The agencies determined that the 2045 goal while challenging, is feasible with significant investment in new and existing technologies and an increased build-up of clean energy projects. In addition to addressing climate change, the report stated SB 100 would benefit residents throughout the state in three key aspects: improving public health, advancing energy equity, and supporting a clean energy economy. Noting that the bill did not define “zero-carbon resources,” the joint agencies interpreted the phrase to mean energy resources that either qualify as “renewable” in the most recent Renewables Portfolio Standards (RPS) Eligibility Guidebook or generate zero greenhouse gas emissions on site.
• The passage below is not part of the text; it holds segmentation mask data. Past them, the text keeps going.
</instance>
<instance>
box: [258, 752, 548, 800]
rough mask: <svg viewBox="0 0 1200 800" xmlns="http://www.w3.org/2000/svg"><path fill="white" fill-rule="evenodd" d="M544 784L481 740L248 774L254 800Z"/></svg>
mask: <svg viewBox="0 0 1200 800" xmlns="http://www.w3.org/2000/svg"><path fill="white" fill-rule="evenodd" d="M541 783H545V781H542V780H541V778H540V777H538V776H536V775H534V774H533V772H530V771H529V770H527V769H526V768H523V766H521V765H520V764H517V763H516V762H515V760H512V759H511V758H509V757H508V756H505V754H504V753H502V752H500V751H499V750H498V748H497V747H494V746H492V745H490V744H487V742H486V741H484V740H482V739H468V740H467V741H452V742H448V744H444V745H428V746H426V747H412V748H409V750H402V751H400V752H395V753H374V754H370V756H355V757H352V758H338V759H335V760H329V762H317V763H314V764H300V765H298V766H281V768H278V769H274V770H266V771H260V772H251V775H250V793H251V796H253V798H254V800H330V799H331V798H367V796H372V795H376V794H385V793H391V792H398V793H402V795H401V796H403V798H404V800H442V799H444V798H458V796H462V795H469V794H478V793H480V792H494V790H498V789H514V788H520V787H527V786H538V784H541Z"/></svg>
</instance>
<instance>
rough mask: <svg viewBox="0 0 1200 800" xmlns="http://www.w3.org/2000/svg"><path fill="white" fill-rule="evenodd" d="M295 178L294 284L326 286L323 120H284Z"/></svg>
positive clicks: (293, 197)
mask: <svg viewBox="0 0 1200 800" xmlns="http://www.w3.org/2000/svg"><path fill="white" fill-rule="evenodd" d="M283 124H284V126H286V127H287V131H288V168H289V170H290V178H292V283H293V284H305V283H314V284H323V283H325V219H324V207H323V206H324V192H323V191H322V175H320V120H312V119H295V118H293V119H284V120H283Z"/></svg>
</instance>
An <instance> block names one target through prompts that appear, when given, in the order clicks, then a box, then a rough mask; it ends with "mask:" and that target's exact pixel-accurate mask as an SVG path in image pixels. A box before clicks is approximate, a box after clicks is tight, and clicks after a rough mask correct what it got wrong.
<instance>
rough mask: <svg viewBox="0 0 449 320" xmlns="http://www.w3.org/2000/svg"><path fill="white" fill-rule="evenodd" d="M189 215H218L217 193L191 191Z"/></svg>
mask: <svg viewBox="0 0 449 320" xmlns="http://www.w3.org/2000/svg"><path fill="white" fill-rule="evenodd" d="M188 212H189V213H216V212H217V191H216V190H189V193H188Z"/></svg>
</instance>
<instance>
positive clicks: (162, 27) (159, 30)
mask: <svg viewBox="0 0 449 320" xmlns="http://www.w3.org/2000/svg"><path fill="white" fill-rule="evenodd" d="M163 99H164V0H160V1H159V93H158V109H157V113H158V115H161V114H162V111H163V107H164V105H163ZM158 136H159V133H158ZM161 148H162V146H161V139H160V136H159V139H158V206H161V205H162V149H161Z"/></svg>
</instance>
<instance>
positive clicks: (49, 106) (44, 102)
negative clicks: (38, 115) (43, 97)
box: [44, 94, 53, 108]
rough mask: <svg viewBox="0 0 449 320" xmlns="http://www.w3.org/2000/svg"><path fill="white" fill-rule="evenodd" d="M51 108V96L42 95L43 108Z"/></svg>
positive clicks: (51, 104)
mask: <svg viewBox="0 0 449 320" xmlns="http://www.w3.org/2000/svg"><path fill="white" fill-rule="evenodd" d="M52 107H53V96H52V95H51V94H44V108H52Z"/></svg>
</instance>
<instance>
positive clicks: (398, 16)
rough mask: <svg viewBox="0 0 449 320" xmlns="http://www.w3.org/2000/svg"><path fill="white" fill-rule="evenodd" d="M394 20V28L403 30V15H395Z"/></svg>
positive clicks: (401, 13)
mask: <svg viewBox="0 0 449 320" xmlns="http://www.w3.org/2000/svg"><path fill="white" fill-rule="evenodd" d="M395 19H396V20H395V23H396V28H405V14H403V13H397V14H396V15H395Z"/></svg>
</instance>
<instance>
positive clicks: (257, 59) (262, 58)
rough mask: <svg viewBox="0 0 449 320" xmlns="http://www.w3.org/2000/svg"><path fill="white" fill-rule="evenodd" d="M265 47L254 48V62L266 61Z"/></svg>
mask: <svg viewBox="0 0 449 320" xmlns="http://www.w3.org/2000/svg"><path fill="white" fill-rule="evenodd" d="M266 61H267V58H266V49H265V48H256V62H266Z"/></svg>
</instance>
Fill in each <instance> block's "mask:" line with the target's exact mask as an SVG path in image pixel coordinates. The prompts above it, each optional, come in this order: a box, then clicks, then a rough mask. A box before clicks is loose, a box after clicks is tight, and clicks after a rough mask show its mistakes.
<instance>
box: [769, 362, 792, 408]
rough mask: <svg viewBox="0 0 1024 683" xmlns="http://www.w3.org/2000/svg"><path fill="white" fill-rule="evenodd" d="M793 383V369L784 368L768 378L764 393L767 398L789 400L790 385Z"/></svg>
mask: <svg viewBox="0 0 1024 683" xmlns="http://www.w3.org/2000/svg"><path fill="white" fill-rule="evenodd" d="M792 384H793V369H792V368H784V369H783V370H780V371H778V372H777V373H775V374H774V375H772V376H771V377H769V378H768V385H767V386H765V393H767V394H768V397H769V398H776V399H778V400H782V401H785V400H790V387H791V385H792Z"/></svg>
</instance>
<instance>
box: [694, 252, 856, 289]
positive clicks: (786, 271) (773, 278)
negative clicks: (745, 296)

The report considered various implementation pathways and their estimated resource requirements and cost impacts. One such scenario, termed the SB 100 Core scenario, predicted the results of the pathway that is consistent with the joint agencies’ interpretation of the statute and included only commercialized technologies with publicly available cost and performance data. This scenario showed a tripling of generation resources relative to today’s installed capacity. A nearly $4.5 billion additional annual total resource cost in 2045 would be required to meet the bill’s goal. The report also generally suggested that the total resource cost of achieving SB 100 is six percent higher than a sixty percent RPS future in 2045. The agencies identified innovation in zero-carbon technologies and load flexibility, and energy storage development as avenues for cost reductions. However, the report noted record-setting build rates would ultimately be required to meet the bill’s goals.
SB 100 requires the agencies to submit a new report every four years. The agencies’ next steps for analysis include inquiries into reliability, emerging technologies and innovation, land-use and environmental impacts, and non-energy benefits and social costs.